TBI affects people of all ages, but those especially at risk are older adults, young children, teenagers, military personnel and people over the age of 65. The most common cause of injury remains falls, while in younger patients road traffic accidents, sports injuries and violence are also significant. Men suffer traumatic brain injuries more often and more often die as a result of them.
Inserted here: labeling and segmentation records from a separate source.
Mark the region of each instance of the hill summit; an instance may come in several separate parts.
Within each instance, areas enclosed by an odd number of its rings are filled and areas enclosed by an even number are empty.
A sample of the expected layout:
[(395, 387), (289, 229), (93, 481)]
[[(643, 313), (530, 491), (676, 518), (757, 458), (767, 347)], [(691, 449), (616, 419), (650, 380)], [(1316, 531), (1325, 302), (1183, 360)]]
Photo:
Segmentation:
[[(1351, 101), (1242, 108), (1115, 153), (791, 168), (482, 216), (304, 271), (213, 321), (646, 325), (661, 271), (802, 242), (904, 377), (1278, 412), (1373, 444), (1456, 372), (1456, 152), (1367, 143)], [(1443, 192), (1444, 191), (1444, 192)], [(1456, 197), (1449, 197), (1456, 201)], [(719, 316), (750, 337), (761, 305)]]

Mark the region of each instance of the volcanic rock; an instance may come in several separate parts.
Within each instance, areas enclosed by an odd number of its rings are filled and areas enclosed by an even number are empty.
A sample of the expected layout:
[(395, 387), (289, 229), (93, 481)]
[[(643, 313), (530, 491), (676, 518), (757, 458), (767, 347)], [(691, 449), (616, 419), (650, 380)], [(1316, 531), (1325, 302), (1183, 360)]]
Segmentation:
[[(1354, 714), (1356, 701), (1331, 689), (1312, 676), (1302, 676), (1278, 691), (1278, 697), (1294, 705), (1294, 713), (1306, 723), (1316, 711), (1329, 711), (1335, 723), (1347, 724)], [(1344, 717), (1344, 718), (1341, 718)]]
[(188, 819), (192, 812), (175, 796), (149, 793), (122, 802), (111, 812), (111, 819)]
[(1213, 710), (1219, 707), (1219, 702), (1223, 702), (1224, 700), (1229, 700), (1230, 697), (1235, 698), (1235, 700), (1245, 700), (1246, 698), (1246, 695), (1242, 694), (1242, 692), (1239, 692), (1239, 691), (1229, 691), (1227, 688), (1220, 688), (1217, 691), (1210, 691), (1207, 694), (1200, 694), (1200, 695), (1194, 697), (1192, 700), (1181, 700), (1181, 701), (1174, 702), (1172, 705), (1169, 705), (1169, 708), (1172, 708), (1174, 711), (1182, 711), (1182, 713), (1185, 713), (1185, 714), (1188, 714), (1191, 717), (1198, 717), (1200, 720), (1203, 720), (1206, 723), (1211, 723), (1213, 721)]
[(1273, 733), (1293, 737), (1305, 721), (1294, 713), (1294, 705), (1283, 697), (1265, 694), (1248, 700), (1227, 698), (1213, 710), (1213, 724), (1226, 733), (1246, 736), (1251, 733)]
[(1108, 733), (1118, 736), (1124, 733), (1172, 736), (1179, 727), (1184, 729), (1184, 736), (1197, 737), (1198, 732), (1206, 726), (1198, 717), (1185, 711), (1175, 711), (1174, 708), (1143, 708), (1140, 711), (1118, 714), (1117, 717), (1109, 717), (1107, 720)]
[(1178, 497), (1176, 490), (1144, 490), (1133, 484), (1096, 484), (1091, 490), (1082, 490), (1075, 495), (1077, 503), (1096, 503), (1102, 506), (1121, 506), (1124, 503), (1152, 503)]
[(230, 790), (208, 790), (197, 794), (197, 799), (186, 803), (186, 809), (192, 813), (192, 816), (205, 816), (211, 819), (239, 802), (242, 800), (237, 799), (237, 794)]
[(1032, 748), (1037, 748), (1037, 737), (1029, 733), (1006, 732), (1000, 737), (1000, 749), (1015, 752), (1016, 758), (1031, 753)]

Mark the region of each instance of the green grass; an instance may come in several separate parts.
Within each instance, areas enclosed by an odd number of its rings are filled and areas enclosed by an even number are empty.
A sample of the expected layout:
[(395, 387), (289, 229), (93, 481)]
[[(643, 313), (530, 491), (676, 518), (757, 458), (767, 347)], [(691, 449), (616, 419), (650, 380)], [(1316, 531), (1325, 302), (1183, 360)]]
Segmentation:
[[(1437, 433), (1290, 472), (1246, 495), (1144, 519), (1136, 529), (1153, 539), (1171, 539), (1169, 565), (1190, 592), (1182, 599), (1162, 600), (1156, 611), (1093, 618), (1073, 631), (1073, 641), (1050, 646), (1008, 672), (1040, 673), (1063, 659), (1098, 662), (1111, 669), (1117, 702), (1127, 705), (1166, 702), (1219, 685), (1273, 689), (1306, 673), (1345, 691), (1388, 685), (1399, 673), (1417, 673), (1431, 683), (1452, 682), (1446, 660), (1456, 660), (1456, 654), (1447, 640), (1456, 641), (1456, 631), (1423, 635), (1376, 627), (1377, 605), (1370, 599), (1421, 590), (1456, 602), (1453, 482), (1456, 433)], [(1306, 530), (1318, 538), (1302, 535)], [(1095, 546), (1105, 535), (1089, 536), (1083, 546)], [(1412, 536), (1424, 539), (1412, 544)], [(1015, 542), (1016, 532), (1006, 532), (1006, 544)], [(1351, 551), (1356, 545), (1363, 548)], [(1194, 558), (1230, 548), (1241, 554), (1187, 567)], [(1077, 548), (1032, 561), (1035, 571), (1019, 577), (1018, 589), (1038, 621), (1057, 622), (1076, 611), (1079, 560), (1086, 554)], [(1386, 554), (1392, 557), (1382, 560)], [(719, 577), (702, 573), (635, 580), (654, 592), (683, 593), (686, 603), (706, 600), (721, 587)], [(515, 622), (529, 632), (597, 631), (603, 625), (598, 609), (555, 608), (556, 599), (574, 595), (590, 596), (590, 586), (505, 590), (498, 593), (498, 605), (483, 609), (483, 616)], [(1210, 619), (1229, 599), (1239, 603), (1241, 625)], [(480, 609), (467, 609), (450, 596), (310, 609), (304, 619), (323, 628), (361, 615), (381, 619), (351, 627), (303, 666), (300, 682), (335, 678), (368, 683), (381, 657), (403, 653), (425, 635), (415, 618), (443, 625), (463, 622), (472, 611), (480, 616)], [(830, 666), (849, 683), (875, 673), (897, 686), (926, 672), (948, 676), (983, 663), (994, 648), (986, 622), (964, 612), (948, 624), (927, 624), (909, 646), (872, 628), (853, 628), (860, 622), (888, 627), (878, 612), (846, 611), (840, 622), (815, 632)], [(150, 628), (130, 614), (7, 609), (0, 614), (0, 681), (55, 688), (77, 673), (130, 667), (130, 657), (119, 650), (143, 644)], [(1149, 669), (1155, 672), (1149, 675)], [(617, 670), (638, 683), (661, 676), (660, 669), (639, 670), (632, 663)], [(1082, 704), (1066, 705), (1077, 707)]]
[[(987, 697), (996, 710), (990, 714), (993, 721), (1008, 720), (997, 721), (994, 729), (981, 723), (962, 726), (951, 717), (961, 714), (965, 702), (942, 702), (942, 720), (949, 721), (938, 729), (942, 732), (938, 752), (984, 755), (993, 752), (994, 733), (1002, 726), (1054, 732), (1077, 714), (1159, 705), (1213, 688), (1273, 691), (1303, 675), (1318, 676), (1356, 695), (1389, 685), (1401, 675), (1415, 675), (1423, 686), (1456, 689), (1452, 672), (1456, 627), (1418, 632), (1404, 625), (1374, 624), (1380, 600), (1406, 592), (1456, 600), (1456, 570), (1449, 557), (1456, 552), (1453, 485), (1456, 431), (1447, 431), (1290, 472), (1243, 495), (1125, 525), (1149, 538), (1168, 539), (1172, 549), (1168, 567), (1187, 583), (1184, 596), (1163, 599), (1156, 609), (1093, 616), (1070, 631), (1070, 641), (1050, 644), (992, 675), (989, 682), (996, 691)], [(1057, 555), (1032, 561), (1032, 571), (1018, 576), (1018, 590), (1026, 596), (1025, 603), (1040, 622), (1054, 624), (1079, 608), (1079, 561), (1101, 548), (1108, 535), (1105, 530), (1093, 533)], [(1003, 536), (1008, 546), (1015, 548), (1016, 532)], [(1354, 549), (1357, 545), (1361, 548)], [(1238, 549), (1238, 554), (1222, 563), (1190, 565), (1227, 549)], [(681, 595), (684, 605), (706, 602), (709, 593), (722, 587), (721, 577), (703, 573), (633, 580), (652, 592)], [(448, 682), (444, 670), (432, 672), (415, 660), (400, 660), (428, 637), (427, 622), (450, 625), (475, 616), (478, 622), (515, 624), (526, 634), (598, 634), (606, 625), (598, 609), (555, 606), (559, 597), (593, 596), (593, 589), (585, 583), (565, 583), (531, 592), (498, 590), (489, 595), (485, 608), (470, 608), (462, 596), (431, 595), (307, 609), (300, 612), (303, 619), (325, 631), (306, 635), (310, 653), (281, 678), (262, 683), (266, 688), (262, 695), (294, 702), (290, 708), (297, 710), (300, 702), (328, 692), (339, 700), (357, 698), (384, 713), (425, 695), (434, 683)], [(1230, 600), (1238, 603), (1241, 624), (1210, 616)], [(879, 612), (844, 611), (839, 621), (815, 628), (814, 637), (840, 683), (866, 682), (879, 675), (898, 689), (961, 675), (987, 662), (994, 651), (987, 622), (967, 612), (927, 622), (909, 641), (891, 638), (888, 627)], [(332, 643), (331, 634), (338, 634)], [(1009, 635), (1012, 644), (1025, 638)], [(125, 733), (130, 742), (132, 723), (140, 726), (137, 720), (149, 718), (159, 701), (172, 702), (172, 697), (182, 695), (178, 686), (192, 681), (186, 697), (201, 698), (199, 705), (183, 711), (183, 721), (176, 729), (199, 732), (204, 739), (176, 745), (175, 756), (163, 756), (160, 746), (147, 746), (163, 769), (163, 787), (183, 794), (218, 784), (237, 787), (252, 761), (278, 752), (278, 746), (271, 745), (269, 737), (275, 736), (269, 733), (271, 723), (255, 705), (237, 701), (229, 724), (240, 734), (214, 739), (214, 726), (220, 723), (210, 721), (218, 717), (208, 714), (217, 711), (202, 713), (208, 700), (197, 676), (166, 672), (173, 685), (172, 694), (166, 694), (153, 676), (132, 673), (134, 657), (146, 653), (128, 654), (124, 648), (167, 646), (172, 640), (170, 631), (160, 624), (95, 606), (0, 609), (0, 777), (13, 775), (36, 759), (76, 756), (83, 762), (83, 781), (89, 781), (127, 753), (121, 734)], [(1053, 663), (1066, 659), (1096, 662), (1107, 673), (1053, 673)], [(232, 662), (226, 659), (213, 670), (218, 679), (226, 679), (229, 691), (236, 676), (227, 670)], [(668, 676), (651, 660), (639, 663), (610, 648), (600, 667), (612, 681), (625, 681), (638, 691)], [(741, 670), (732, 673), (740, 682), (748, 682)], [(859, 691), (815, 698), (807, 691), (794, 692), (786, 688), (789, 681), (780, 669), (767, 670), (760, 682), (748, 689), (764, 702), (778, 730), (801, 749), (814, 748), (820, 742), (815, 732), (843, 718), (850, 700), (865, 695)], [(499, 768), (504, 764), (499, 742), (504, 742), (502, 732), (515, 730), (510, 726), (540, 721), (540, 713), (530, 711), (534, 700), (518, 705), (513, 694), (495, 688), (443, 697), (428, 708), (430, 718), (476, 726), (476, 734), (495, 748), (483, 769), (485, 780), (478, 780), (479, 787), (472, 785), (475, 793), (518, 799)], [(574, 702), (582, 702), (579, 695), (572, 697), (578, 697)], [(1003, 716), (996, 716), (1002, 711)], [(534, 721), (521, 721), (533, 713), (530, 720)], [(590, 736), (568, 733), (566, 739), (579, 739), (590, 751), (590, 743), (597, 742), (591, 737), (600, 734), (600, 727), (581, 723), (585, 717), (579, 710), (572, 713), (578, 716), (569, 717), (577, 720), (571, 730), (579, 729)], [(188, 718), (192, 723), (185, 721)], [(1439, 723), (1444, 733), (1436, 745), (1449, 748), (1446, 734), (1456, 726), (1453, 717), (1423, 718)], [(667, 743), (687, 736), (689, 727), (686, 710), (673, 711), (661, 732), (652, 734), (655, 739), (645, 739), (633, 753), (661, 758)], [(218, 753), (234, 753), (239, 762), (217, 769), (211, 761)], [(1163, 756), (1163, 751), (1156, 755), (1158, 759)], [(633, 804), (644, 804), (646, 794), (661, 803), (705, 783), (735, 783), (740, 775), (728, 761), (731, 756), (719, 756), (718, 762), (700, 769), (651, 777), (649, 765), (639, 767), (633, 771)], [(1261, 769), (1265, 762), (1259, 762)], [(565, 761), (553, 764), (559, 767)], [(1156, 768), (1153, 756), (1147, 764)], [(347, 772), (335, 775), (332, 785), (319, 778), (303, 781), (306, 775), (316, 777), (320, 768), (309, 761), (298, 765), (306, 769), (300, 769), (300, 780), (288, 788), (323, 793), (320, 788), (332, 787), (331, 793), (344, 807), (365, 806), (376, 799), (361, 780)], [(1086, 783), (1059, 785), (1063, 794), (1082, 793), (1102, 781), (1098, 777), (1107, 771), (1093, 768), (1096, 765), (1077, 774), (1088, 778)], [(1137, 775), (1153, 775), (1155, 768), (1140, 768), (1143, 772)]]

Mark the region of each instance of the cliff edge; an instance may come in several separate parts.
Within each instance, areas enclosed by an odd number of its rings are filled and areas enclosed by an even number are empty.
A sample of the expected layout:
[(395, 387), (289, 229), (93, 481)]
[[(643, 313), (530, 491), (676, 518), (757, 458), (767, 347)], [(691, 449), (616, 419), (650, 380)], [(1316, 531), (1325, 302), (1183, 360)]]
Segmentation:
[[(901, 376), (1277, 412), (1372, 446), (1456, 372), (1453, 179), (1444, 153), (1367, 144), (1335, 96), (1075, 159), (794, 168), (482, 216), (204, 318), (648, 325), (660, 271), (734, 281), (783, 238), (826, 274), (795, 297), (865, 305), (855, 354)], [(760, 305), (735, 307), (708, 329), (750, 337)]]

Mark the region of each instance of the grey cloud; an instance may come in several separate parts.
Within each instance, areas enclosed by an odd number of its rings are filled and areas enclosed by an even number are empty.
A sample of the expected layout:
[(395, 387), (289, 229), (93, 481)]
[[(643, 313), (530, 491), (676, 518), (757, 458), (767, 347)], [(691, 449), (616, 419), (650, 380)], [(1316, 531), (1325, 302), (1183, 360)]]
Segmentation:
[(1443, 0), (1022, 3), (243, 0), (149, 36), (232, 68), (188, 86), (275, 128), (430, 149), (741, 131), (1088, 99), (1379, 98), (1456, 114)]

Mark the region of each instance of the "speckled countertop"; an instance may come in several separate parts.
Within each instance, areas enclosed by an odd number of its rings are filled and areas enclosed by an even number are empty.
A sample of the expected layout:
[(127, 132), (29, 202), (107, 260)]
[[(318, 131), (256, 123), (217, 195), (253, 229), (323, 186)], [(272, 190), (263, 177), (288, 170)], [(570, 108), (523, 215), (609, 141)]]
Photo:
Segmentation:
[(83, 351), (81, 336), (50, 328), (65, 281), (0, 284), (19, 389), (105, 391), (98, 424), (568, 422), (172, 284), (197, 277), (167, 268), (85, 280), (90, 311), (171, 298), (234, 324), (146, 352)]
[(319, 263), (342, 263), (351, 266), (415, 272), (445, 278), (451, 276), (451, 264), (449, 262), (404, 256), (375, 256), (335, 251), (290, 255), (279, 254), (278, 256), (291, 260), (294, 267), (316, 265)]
The significance of TBI extends far beyond the period of acute treatment, because a brain injury can result in long-term cognitive and memory impairments, emotional and behavioural changes, and neurological deficits. In many patients this affects the ability to live independently, return to work and maintain social relationships, and so it also places a burden on families and carers. Increasingly, TBI is seen not as a one-off event but as a disease process that can last a lifetime.
Research shows that people who have had a moderate or severe TBI have a reduced life expectancy and an increased risk of death from secondary causes, such as seizures, infections or neurological complications. More than half of survivors still struggle with moderate or severe disability, and a significant proportion need help from carers with everyday activities.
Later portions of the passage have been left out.